It’s human nature
by Tom Sullivan
Writing at Wonkblog, Max Ehrenfreund examined the psychology of Trump supporters (and the rest of us) the other day. It’s nothing shocking, yet we seem to have to be reminded of it regularly:
From a psychological perspective, though, the people backing Trump are perfectly normal. Interviews with psychologists and other experts suggest one explanation for the candidate’s success — and for the collective failure to anticipate it: The political elite hasn’t confronted a few fundamental, universal and uncomfortable facts about the human mind.
We like people who talk big.
We like people who tell us that our problems are simple and easy to solve, even when they aren’t.
And we don’t like people who don’t look like us.
I might add a few others, but that’s a good start.
“Really, we’re not giving people enough credit,” argues John Hibbing, a psychologist at the University of Nebraska, Lincoln. “We have to take this seriously. You can look down your nose if you want to, but these people aren’t going away.”
Looking down your nose at people. That’s another one: We don’t like people who don’t like us.
The second one recalls the famous H.L. Mencken quote: “There is always an easy solution to every human problem—neat, plausible, and wrong.” Mencken must have met plenty of people like Trump. There are plenty out there. Still …

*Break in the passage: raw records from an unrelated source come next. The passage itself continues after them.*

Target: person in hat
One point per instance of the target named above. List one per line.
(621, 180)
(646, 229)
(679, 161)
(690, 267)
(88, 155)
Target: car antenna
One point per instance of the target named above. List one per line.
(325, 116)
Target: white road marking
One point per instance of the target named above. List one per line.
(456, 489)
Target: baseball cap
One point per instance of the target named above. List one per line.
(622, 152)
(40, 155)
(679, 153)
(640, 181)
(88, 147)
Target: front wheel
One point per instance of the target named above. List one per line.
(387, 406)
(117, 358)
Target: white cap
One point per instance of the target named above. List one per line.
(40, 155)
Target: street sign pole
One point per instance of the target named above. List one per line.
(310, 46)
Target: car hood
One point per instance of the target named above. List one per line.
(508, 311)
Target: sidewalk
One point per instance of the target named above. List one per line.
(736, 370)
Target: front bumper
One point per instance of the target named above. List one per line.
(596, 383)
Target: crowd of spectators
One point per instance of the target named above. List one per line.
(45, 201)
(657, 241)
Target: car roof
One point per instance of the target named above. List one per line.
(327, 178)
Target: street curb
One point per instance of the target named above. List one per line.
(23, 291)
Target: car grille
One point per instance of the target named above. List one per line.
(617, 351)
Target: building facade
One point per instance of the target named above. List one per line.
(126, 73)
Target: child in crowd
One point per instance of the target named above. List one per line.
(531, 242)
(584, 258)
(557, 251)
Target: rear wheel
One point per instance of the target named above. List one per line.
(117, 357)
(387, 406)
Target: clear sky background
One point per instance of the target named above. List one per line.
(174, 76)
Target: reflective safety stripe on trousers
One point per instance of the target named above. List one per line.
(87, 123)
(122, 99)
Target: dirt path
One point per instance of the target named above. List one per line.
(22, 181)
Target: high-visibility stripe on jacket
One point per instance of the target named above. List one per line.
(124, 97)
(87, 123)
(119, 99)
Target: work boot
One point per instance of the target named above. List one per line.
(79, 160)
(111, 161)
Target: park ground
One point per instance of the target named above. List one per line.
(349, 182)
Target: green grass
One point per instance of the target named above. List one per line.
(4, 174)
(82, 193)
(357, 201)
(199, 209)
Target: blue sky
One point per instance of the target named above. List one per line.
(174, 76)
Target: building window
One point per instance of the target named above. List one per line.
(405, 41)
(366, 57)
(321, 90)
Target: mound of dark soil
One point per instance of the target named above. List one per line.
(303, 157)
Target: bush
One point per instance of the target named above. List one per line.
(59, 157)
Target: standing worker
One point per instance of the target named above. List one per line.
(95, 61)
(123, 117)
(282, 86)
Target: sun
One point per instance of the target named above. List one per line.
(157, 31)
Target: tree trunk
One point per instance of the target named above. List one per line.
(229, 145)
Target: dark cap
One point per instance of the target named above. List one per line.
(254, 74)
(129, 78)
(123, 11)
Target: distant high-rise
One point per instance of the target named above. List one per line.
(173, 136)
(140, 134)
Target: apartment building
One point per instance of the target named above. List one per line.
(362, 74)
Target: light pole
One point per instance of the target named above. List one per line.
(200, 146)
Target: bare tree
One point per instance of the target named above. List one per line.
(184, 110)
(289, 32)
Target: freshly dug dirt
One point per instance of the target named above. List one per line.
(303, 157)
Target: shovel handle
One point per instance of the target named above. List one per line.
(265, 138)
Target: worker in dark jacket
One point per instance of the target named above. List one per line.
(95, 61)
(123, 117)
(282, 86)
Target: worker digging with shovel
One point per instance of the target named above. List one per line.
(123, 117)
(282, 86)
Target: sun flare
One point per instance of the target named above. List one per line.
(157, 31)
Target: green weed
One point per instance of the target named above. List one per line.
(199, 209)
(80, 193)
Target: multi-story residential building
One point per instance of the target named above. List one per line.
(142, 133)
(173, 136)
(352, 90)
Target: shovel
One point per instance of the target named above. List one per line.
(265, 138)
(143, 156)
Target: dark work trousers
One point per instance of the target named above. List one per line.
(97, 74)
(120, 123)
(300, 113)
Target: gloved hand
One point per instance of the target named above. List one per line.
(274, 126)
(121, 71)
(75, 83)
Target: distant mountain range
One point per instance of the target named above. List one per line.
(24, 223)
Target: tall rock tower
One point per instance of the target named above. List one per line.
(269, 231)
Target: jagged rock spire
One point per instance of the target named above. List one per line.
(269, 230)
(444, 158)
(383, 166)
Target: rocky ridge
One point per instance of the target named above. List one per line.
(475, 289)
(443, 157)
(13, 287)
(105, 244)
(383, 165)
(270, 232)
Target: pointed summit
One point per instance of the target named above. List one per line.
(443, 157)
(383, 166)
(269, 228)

“People like the idea that deep down, the world is simple; that they can grasp it and that politicians can’t,” Hibbing said. “That’s certainly a message that I think Trump is radiating.”

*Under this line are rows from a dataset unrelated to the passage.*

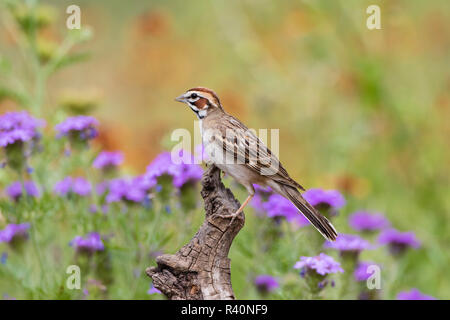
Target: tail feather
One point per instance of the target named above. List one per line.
(316, 218)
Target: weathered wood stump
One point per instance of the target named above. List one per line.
(201, 269)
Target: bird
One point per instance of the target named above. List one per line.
(238, 152)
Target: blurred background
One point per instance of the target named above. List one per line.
(362, 111)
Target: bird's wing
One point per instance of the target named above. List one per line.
(243, 146)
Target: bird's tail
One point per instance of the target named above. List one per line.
(315, 217)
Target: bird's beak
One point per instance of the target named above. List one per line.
(180, 98)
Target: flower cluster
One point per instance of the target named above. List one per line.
(18, 127)
(349, 243)
(107, 160)
(266, 283)
(14, 190)
(78, 185)
(181, 172)
(315, 271)
(18, 135)
(397, 241)
(321, 264)
(78, 128)
(365, 221)
(120, 189)
(413, 294)
(361, 272)
(14, 232)
(91, 243)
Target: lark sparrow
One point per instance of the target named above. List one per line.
(237, 151)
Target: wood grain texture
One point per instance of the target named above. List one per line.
(201, 270)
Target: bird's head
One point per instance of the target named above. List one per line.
(202, 101)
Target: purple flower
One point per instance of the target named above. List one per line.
(414, 294)
(135, 189)
(81, 186)
(82, 127)
(14, 190)
(364, 221)
(76, 185)
(153, 290)
(266, 283)
(64, 186)
(398, 241)
(18, 126)
(324, 198)
(14, 231)
(349, 243)
(277, 206)
(108, 159)
(181, 173)
(362, 271)
(321, 264)
(90, 243)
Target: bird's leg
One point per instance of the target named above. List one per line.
(234, 215)
(244, 204)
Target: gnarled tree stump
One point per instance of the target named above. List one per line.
(201, 268)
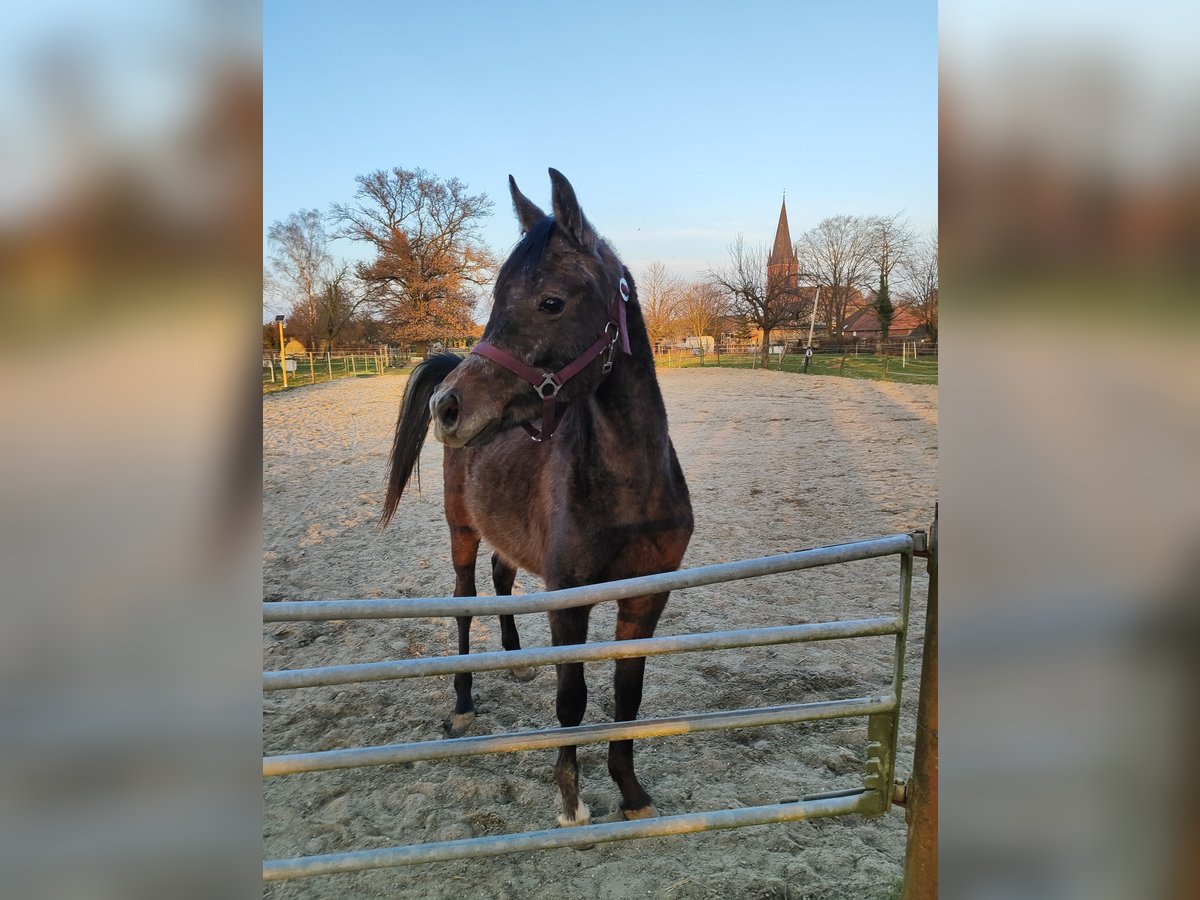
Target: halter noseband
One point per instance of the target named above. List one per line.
(549, 384)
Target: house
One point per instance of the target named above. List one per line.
(864, 325)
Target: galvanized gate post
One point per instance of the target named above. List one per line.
(921, 807)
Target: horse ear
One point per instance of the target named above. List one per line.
(528, 213)
(568, 213)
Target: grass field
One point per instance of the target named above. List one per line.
(911, 371)
(919, 371)
(359, 366)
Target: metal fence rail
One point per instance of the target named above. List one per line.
(861, 801)
(546, 738)
(588, 594)
(497, 660)
(881, 711)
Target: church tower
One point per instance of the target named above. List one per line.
(783, 262)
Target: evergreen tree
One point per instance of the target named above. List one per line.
(883, 307)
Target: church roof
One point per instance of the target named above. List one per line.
(781, 251)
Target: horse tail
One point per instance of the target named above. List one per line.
(412, 426)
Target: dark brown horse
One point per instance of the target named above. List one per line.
(592, 495)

“Radiating” is a good descriptor. The left puts too much faith in rationality and language, when that’s not how most people operate. They read a lot from nonverbal cues. As I wrote a last year:
One of my favorite southernisms is, “I wouldn’t trust anyone my dog doesn’t like.” That, I caution canvassers, is how most Americans really vote, like it or not. And if you don’t purge the thought, those “low information” voters? They will know you think they’re stupid before you do. Right before you ask for their votes.
Campaign schools drill two things during their trainings. First, we are not normal people. Normal people don’t spend a weekend learning to run political campaigns. Lefty wonks should not try to talk to normal people the way we talk to each other. Second, your job when knocking doors is not to persuade people or to engage them in debate. Your job is to knock, smile, be polite, drop the literature, and, most of all, leave a good impression. If the voters like you, they will vote for your candidate. In many cases it really is that simple. It doesn’t satisfy our need to win some philosophical victory or to browbeat people into submission with the power of our superior arguments, but that’s how things really work in spite of how we think they should.
There is more at the link about tribalism, zero-sum thinking, and “our species’s unconscious and its unchanging predispositions.” Fascinating stuff.